AgentReadyHomeAgent Listing

← AI 3D World

AI 3D World — agentic threat model

5.6AIVSS 5.6 · Medium

AI 3D World is a generative text-to-3D tool with low agentic risk, primarily presenting risks related to resource abuse (GPU rendering), content moderation bypass, and intellectual property/data provenance.

OWASP AIVSS score rationale

AIVSS = (CVSS_Base + AARS) × Mitigation_Factor, where AARS = (10 − CVSS_Base) × (Factor_Sum / 10) × ThM
CVSS base 4.3AARS uplift 1.25Factor sum 2.2/10Threat ×1.0Mitigation ×1.0
Autonomy of Action
0.20
Goal-Driven Planning
0.10
Self-Modification
0.00
Dynamic Tool Use
0.10
Persistent Memory
0.10
Contextual Awareness
0.20
Dynamic Identity
0.00
Multi-Agent Interactions
0.00
Non-Determinism
0.70
Opacity & Reflexivity
0.80

Scored with the canonical OWASP AIVSS formula (AIVSS calculator reference); agentic risk factors estimated from the agent’s described capabilities.

MAESTRO 7-layer threat model

Per-layer threats for this agent.
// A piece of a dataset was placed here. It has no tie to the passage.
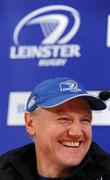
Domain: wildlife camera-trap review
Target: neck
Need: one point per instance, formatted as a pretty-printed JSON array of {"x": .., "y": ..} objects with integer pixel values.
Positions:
[{"x": 50, "y": 168}]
Layers tagged “not certain from listing” are general, caveated commentary where the public description didn’t pin that layer.

L1 · Foundation Models⚠ not certain from listing

Not certain from the listing — The underlying text-to-3D foundation models are undisclosed. Primary threats include adversarial prompt injection to bypass generation safety filters, model stealing of proprietary weights, and potential output misalignment.

L2 · Data Operations⚠ not certain from listing

Not certain from the listing — The training datasets and 3D asset pipelines are not described. Risks include data poisoning of the 3D asset library and intellectual property/copyright infringement of generated 3D models.

L3 · Agent Frameworks⚠ not certain from listing

Not certain from the listing — The orchestration framework for translating text to 3D environments is opaque. Threats are likely limited to prompt injection and unexpected generation behaviors rather than tool misuse.

L4 · Deployment & Infrastructure⚠ not certain from listing

Not certain from the listing — Hosting and rendering infrastructure are undisclosed. High-performance GPU rendering environments are attractive targets for resource theft (e.g., crypto-mining) and denial of service.

L5 · Evaluation & Observability⚠ not certain from listing

Not certain from the listing — No observability, logging, or content moderation guardrails are mentioned. There is a risk of users generating offensive, unsafe, or copyrighted 3D assets without detection.

L6 · Security & Compliance (cross-cutting)⚠ not certain from listing

Not certain from the listing — The service is closed-source and paid, but no compliance standards (e.g., SOC2, GDPR) or specific access controls are detailed.

L7 · Agent Ecosystem✓ mapped

The agent operates as a standalone generator with no multi-agent coordination, marketplace integrations, or agent-to-agent communication described.

MAESTRO — the 7-layer agentic threat-modeling framework (Cloud Security Alliance / Ken Huang).